Eingestellt von: In: Schuljahr 2014/2015 06 Mrz 2015 Kommentare: 0

Tolle_Texte_Viele_Punkte„Plitsch. Platsch. Plitsch. Platsch.“ Wiebke Plagemann lässt es regnen. Sanft, fast leise nimmt sie die Zuhörer mit auf ihren „Aussichtsturm“, groovt sie in den Rhythmus ihres Slam-Beitrages, schlägt sie in ihren Bann: „Du sitzt am Fenster und beobachtest Gespenster.“ Was dann folgt ist eine Kaskade aus Ellipsen und Metaphern, ein Spiel mit Worten und Bildern, um Dinge zu sagen, Bedenken zu stellen, Großes zu fragen. Wiebke Plagemann spürt ihrem erzählten Du in ihren Reimen unerbittlich nach: „Ist es das, was Du willst? … Dass die Sonne nicht scheint, denn deine weint? Und du merkst: Du bist dein größter Feind.“

Für viele im Publikum beim 5. Poetry Slam des Augustinianums ist bis zum Mittwochabend kaum vorstellbar, dass eine Schülerin der EP (Klasse 10) derartige Texte schreiben und auch noch vortragen kann. Großartig. Eine bislang nicht dagewesene Zuschauerzahl von 80 Schülerinnen und Schülern, einigen Eltern, wenigen Lehrerinnen und Lehrern, die allerdings vor Stolz über die Auftritte „ihrer“ Eleven nachgerade platzen, drängt sich im „Aquarium“, sonst bevorzugter Klausurraum der Schule, jetzt liebevoll hergerichtetes Wohnzimmer. 21 Gedichte und Texte werden von Schülerinnen und Schülern der EP freiwillig zum Vortrag gebracht, vom Publikum unmittelbar gewürdigt und bewertet. „Untergang“ das Thema, geboren infolge des „extraordinären Regenereignisses“ des letzten Jahres, bei dem die Schule buchstäblich unterging, wie die organisierenden Lehrkräfte Jan Dirk Busemann, Antje Husmann und Feeline Hüser erklären, die Schülerinnen Kyra Anna Weiß und Nele Becker als MCs des Abends, als Master of Ceremony, führen gekonnt durch das Programm.

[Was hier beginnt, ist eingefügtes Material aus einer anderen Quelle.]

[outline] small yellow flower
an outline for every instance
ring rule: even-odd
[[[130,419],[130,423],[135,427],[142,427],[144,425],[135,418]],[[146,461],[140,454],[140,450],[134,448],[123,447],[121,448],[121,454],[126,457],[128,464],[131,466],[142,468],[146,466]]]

Originelle Themeninterpretationen gibt es zuhauf. Während Altemur Ince am passenden Ort die „Klausur“ als Gelegenheit eines oder seines Untergangs beschreibt, lässt Xenia Rukosujew ein Pappboot namens „Titan“ zu Wasser, das für alle Beteiligten überraschend sinkt. Alexander Beuning will den Untergang verschieben [„Niedergang? – Nein, warte“], Lena Langweg findet in ihrer alphabetisch geordneten „Gedankenbibliothek“ „zwischen ‚S‘ wie Sicherheit und ‚U‘ wie Untergang .. einen neuen 27. Buchstaben“, die am Ende drittplatzierte Tatjana Kramer trägt mit ihrer „Hymne an die Humanität“ schwerste Philosophie zwischen „Dystopie und Utopie“ mit leichter Hand und souverän vor und in einem sehr persönlichen Text beschäftigt sich Justine Werner in ihrem „Abgedriftet“ mit der Frage, wie man eigene Untergänge vermeidet und findet ihre Oma zitierend „Tu nur das, was Dir gefällt.“

Schwere Kost bisweilen, die hier serviert wird, dennoch gibt es auch jede Menge zu lachen. Dafür sorgt vor allem der Sieger des Abends Fatih Yagmur, der sich in einem finalen Klatschentscheid ob Punktegleichheit knapp gegen Wiebke Plagemann durchsetzt.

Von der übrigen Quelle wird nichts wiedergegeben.